Она, Тиммон, Жур и бесенок выскользнули наружу из передней двери казармы. Под прикрытием шумной игры в слепое ушко[69] в квадрате между саргантами и рандонами, которыми руководили охрипшие кадеты, они незамеченными добрались до северных ворот и покинули Тентир.

Над училищем располагалось беспорядочное нагромождение валунов, что скатились с гор над ними, некоторые — не больше головы лысого человека, зарытого в землю по самые брови, другие же — вдвое выше человеческого роста. Череп вывернул из-за одного из последних, резко притормозил до полной остановки и резанул парой своих косообразных рогов прямо в лицо Джейм.

— Будь я мастером-лошадником, — сказала она, замерев на месте, — за этим мог бы последовать ответный удар по носу этим мешком с инструментами.

К этому времени Тиммон был уже на полпути к вершине валуна. Там он потерял опору под руками и свалился к ногам раторна. Череп побил землю вокруг него копытом, а потом с фырканьем отступил.

— Учитывая, что он не затоптал тебя до смерти, — сказала Джейм, — Я полагаю, это означает, что он тебя принял.

Невиновен, было словом, возникшем в её голове. По большей части. И к какому же типу правосудия всё это относилось?

Тиммон вскарабкался на ноги, пялясь на раторна. — Что. как. э-это тот самый жеребёнок, что поджидал нас в засаде у плавательной бухты, не так ли? Тот, на которого охотился Горбел? Неужели ты его объездила?

Джейм скорчила рожу. — Некоторым образом.

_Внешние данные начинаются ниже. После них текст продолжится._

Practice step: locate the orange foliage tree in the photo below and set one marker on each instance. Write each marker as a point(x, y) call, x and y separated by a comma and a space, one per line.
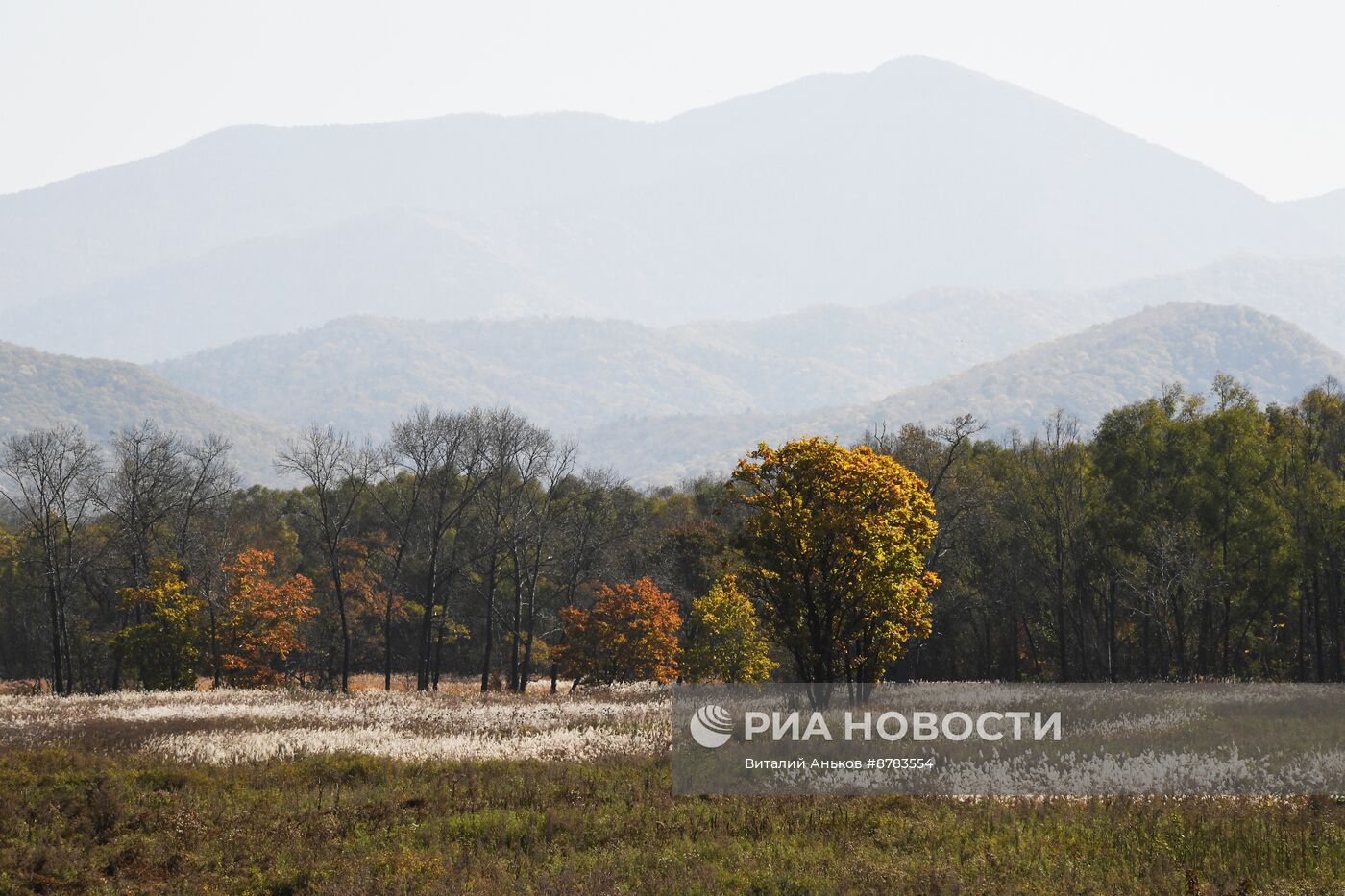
point(628, 635)
point(259, 619)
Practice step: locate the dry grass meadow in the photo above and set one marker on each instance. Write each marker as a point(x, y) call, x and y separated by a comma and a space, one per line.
point(400, 792)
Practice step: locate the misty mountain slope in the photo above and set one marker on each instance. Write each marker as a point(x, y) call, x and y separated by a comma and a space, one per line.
point(399, 257)
point(1085, 375)
point(103, 397)
point(362, 372)
point(834, 188)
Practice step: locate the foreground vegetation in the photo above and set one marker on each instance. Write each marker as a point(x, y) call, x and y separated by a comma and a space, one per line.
point(461, 791)
point(81, 821)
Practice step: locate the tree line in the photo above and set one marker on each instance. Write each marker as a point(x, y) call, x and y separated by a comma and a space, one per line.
point(1189, 536)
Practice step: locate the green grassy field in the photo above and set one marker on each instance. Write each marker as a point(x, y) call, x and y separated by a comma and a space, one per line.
point(81, 821)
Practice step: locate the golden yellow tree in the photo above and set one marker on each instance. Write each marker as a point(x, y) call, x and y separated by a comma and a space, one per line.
point(836, 541)
point(259, 619)
point(628, 635)
point(725, 641)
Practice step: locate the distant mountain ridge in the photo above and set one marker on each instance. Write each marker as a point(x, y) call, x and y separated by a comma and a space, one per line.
point(1085, 375)
point(838, 188)
point(575, 375)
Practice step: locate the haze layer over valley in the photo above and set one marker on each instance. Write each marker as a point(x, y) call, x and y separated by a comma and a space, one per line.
point(841, 252)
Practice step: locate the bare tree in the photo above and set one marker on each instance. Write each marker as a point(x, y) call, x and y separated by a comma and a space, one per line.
point(515, 453)
point(533, 550)
point(338, 472)
point(443, 456)
point(51, 476)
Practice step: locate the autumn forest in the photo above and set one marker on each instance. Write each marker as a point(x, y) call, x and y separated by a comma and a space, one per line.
point(1190, 536)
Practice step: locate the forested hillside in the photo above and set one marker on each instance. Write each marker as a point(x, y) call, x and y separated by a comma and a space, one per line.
point(104, 397)
point(841, 188)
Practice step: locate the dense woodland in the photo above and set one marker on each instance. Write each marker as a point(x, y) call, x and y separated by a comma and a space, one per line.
point(1190, 536)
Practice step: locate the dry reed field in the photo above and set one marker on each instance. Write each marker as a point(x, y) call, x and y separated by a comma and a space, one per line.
point(237, 791)
point(456, 722)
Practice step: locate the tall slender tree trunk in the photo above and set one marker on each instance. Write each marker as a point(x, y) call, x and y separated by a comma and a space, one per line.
point(490, 624)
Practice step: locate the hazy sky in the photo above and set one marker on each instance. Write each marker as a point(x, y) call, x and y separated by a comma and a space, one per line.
point(1250, 87)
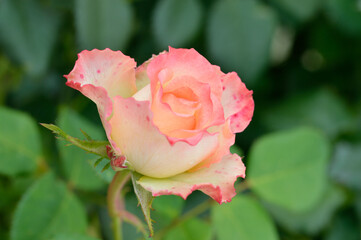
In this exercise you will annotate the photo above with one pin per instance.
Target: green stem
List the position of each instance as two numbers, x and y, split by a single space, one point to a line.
117 228
115 202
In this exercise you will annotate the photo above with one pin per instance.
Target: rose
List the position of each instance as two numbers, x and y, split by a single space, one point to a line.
173 119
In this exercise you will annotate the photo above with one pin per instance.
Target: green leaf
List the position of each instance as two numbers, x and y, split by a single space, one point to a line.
346 165
345 14
242 218
322 109
345 227
62 236
46 209
167 208
301 12
29 31
78 164
176 22
289 168
20 145
103 24
192 229
315 219
145 199
239 36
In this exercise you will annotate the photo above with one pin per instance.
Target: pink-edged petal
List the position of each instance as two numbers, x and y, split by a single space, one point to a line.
186 62
146 149
104 104
141 76
217 181
109 69
237 102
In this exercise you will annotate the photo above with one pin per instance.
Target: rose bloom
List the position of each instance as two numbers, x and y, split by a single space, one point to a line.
173 119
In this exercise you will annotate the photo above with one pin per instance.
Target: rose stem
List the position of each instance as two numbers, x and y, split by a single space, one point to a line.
115 203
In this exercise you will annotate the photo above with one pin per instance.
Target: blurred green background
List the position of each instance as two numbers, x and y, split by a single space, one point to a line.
302 149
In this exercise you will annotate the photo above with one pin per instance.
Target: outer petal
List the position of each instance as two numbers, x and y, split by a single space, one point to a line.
226 140
147 150
109 69
217 181
237 102
101 75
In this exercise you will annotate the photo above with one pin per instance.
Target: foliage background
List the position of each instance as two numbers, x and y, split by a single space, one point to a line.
302 149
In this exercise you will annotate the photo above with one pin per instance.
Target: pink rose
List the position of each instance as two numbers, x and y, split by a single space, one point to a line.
173 119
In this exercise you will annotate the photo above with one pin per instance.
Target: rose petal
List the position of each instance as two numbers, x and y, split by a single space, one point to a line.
100 75
237 102
225 140
185 62
109 69
146 149
217 181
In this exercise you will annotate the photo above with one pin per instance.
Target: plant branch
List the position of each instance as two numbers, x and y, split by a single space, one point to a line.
115 205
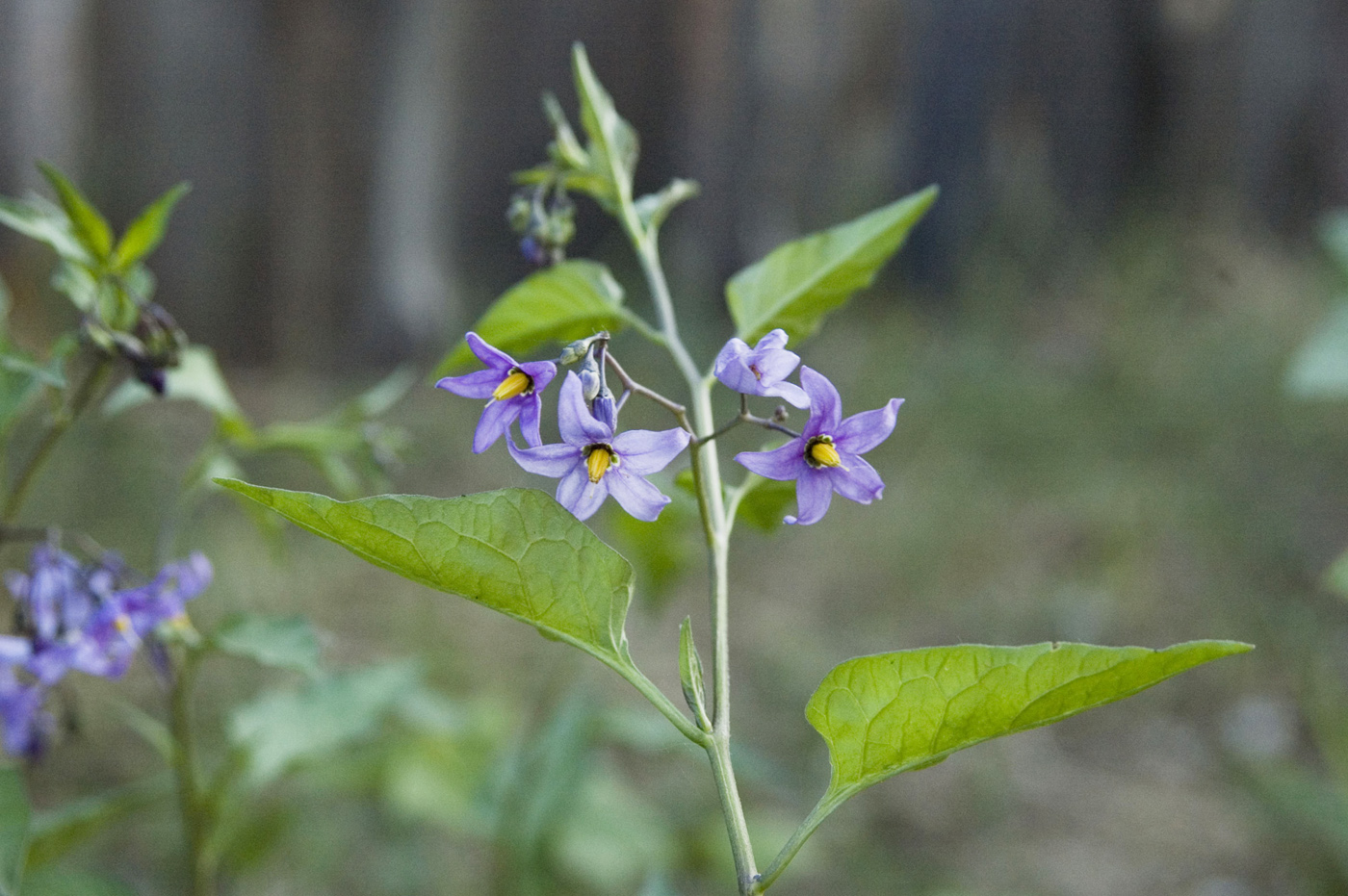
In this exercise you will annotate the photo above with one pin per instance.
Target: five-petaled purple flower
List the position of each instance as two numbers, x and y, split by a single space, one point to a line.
592 462
78 619
826 455
762 370
514 391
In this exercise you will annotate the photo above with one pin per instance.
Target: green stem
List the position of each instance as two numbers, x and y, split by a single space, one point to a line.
58 426
707 475
192 804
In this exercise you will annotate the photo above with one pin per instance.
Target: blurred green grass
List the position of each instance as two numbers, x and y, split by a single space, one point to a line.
1099 453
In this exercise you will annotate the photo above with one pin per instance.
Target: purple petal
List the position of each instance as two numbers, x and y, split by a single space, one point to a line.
488 354
479 384
644 451
786 462
789 391
541 372
577 424
856 480
825 404
579 495
635 495
496 418
813 494
529 418
863 431
553 461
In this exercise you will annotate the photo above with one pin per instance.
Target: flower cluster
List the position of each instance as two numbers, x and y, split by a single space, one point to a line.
596 460
85 619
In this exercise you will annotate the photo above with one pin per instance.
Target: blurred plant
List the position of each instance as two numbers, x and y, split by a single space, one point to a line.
530 556
91 616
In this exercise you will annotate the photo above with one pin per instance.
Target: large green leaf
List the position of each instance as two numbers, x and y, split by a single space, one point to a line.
893 713
13 831
144 233
90 226
612 141
802 280
559 303
515 550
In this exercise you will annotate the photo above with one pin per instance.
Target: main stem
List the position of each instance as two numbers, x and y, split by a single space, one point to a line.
192 804
716 523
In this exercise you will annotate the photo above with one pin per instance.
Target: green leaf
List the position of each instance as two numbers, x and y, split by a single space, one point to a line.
13 831
690 674
90 226
893 713
60 831
612 141
1320 367
283 730
799 282
195 379
42 221
516 551
276 642
64 883
147 231
561 303
654 208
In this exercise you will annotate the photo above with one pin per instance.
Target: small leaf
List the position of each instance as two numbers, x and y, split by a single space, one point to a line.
893 713
60 831
612 141
147 231
13 831
1320 368
516 551
802 280
654 208
559 303
276 642
283 730
90 226
195 379
690 676
42 221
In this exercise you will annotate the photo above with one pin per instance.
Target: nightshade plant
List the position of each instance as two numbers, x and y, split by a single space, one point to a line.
530 556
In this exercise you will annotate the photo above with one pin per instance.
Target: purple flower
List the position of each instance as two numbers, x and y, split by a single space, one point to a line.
593 464
514 391
826 455
762 370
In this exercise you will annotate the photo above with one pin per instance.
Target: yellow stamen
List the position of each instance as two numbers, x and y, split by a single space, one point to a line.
597 462
516 383
825 454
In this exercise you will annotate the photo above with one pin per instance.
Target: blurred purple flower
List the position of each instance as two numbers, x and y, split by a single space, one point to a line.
826 455
592 462
514 391
762 370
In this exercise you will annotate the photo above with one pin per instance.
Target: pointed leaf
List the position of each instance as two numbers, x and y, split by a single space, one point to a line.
690 674
559 303
145 232
90 226
612 141
13 831
58 831
893 713
276 642
43 222
802 280
516 551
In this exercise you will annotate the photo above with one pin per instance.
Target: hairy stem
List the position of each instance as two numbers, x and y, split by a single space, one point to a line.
707 475
192 804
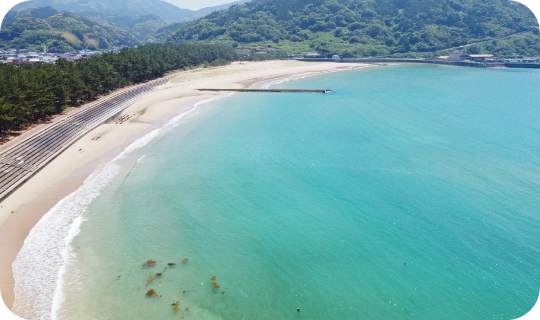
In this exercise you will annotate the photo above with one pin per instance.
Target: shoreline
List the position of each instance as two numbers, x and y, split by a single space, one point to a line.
68 172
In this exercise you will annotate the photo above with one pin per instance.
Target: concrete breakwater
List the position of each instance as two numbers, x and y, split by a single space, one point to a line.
271 90
452 63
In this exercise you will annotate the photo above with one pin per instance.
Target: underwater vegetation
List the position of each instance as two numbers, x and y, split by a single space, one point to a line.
152 293
175 305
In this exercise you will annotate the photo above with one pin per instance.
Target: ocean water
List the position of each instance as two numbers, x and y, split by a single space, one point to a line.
409 192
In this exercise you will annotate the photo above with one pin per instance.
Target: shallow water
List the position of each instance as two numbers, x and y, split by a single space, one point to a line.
408 192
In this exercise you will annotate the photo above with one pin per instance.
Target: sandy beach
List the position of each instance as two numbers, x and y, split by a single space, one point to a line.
20 212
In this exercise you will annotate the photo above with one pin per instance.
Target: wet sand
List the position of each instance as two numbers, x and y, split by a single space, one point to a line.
67 172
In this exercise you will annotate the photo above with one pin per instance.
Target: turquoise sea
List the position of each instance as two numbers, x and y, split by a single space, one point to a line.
409 192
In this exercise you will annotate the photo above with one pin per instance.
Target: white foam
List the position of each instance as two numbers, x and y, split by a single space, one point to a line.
41 263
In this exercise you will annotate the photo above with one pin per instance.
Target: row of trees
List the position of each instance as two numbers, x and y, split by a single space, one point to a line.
31 93
364 27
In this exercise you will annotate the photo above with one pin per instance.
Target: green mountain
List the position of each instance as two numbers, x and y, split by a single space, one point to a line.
62 32
162 33
141 27
100 8
107 8
372 27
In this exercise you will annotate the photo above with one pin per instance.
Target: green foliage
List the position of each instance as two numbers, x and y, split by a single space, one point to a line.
34 92
142 27
61 32
361 27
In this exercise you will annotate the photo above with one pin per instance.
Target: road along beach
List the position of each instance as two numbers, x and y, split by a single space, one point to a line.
24 207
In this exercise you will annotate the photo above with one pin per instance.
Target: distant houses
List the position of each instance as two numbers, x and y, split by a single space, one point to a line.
22 56
312 55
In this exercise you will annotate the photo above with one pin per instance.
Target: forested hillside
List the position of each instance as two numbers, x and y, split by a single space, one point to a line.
33 92
140 26
369 27
100 8
61 32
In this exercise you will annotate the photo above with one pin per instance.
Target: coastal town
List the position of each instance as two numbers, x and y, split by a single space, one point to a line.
23 56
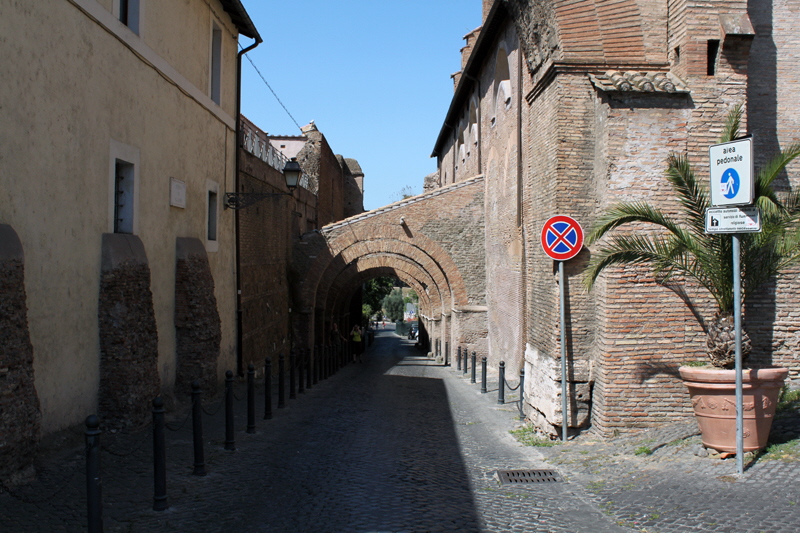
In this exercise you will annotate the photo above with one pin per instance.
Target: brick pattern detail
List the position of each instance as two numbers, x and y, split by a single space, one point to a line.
20 416
197 324
129 377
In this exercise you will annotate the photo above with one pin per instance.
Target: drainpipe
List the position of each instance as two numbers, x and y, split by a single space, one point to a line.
239 357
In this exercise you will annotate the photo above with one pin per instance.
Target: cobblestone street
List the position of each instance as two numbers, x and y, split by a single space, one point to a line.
396 444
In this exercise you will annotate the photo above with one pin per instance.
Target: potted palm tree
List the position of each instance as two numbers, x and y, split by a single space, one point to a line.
680 248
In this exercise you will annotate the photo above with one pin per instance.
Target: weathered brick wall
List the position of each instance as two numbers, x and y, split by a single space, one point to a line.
438 245
267 230
197 323
20 416
129 378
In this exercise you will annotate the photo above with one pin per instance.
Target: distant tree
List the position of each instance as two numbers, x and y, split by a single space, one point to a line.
394 306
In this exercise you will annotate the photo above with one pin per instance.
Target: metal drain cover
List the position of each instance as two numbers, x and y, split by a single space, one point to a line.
509 477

— Как ты думаешь, он мне позволит?

Раторн, скакнув вперёд, сбил его с ног.

— Я так не думаю.

Жеребёнок развернулся на месте и с издевательским взмахом шёлкового хвоста исчез за валуном. Тиммон последовал вслед за ним, вместе с Джейм, наступающей ему на пятки и надеющейся, что в случае чего, сможет не дать его растерзать. То, что за этим последовало, сильно смахивало на игру в прятки. Тиммон схватил кремовый хвост. Бел-Тайри взвизгнула и сорвалась в галоп. Снова появился раторн, с рёвом кинувшийся на помощь, и Тиммон забрался на очередную скалу, только чтобы снова спуститься, когда жеребёнок и винохир успокоились и принялись энергично пастись.

— Я не знал, что раторны едят траву, — сказал он, с трудом пытаясь перевести дыхание.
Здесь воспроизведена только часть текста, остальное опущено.